WEBINAR – Sam Wakefield
While everyone wants to build enough wealth to fund a secure retirement, unfortunately, many don’t know how to go about doing that.
Sam Wakefield of Optimal Life Financial Services joined Tim Graham of Hotspotting to talk about some of the strategies that can be used to create retirement income.
He says the first step in planning to live an optimal life is to build a financial plan which clearly defines what your future looks like and sets out clear and understandable steps that you can take.
Know what your goals are
Small actions can deliver big results
Investing doesn’t require a lot of money
You can invest in property without buying property
Salary sacrifice now for big returns later
KNOW WHAT YOUR GOALS ARE
It’s essential to set goals and make smart money choices.
While that sounds simple, Wakefield says for many it is difficult because they only look at the financial side of the equation and don’t consider what sort of lifestyle they want to maintain.
Without a clear vision, it is impossible to devise a plan to deliver what you need, according to Wakefield.
The most important step after setting those goals is actually putting it all into action.
SMALL ACTIONS CAN DELIVER BIG RESULTS
Wakefield says there are small things that property owners can do which will reduce debt significantly and free up equity for future investment.
“Increasing your home loan repayment by $200 per month could reduce your loan term by four years and three months saving up to $77,000 in interest costs over the life of the loan,” he says.
He says combining this with having savings (for e.g., $50,000) in an offset account, could reduce the term even more and save an additional $142,180 in interest costs.
“You can start small, a simple change to your strategy can result in a really big end difference,” Wakefield says.
“Simply utilizing structures and features like an offset account can also help to reduce a big chunk of your loan.”
INVESTING DOESN’T REQUIRE A LOT OF MONEY
Wakefield says investors can start out small, for example, $5,000 in a diversified share portfolio with ongoing contributions of $300 per month could be worth just under $200,000 in 20 years.
“If you were in a position to increase monthly contributions to $1000 per month, your portfolio could be worth just over $500,000.”
“It’s a common misconception that we hear that you need (a lot of) money to invest or make money.
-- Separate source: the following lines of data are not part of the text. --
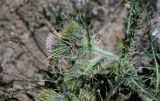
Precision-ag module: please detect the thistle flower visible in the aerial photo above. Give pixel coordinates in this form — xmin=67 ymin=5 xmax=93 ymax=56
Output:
xmin=46 ymin=32 xmax=53 ymax=54
xmin=152 ymin=29 xmax=158 ymax=36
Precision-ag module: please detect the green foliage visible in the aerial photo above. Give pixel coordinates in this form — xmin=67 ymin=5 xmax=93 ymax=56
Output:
xmin=39 ymin=0 xmax=160 ymax=101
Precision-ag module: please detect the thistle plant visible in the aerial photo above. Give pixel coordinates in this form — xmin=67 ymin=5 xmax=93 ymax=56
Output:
xmin=39 ymin=0 xmax=160 ymax=101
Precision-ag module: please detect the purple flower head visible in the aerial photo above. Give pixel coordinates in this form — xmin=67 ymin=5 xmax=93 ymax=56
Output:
xmin=46 ymin=32 xmax=53 ymax=54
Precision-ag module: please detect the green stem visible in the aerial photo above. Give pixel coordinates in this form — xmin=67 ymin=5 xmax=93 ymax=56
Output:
xmin=92 ymin=44 xmax=119 ymax=61
xmin=152 ymin=45 xmax=160 ymax=92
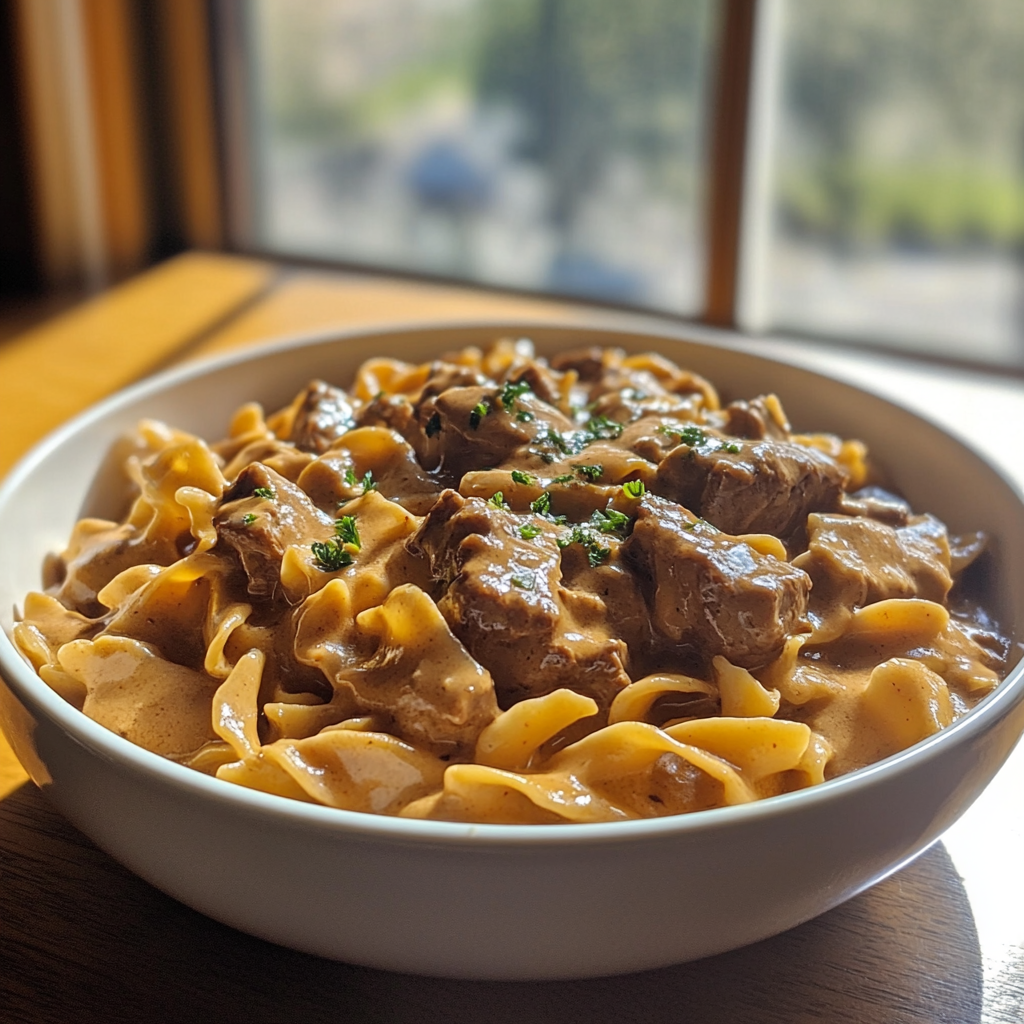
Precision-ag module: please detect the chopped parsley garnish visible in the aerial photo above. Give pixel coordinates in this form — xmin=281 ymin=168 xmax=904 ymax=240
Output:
xmin=537 ymin=427 xmax=584 ymax=455
xmin=530 ymin=415 xmax=625 ymax=463
xmin=310 ymin=537 xmax=352 ymax=572
xmin=584 ymin=413 xmax=625 ymax=440
xmin=590 ymin=509 xmax=632 ymax=534
xmin=499 ymin=381 xmax=530 ymax=413
xmin=529 ymin=490 xmax=551 ymax=515
xmin=469 ymin=401 xmax=490 ymax=430
xmin=334 ymin=515 xmax=362 ymax=551
xmin=529 ymin=490 xmax=565 ymax=525
xmin=555 ymin=525 xmax=611 ymax=566
xmin=683 ymin=516 xmax=718 ymax=534
xmin=657 ymin=424 xmax=742 ymax=455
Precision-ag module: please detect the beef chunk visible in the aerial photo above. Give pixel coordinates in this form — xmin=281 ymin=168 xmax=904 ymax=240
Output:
xmin=794 ymin=515 xmax=952 ymax=609
xmin=290 ymin=381 xmax=355 ymax=455
xmin=623 ymin=495 xmax=811 ymax=668
xmin=214 ymin=462 xmax=334 ymax=597
xmin=652 ymin=435 xmax=848 ymax=538
xmin=410 ymin=490 xmax=629 ymax=708
xmin=434 ymin=386 xmax=574 ymax=483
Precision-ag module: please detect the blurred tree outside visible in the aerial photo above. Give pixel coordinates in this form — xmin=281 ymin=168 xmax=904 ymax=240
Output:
xmin=778 ymin=0 xmax=1024 ymax=248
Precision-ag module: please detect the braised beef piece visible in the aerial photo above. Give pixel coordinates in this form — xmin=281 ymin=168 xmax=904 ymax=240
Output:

It’s actually not the case.”
YOU CAN INVEST IN PROPERTY WITHOUT BUYING PROPERTY
Wakefield is a big believer in investing in real estate but he says investors don’t actually need to have the money to buy an entire property to do so.
He says investing in an EFT is a simple and straightforward way to do that.
An ETF is an exchange-traded fund, a type of pooled investment security that operates like a mutual fund.
“You can buy an ETF that actually consists of the underlying property. So, you don’t have to invest large chunks of capital, you won’t need to borrow $800,000 or $900,000 to buy the asset.”
SALARY SACRIFICE NOW FOR BIG RETURNS LATER
Wakefield says many people have no idea of how much is in their superannuation fund, whether it is balanced or high risk, what it is invested in, and what it is costing them.
He says salary sacrificing into superannuation is a good way to build wealth and reduce your current taxable income.
With salary sacrifice, contributions are taken out of your before-tax pay, which means your pay is taxed at a lower rate.
“This helps with growing our wealth just through another mechanism that may not be the personal property or personal investment.”
“A small amount can build and grow to a large amount in the future. If you were to salary sacrifice $200 per month over a 20-year period, you could increase your super by about $80,000.
“You could also save $900 in tax each year and if you multiply that over a 20-year period that’s a decent amount of tax saved.
“If we increased it to $5,000 per annum (about $416 a month), that could result in an additional super balance at about $170,000 at retirement and a further tax saving of about $1900 a year.
“If the average person had an extra $170,000 in super at retirement, probably add about an extra two to three years for their retirement income.”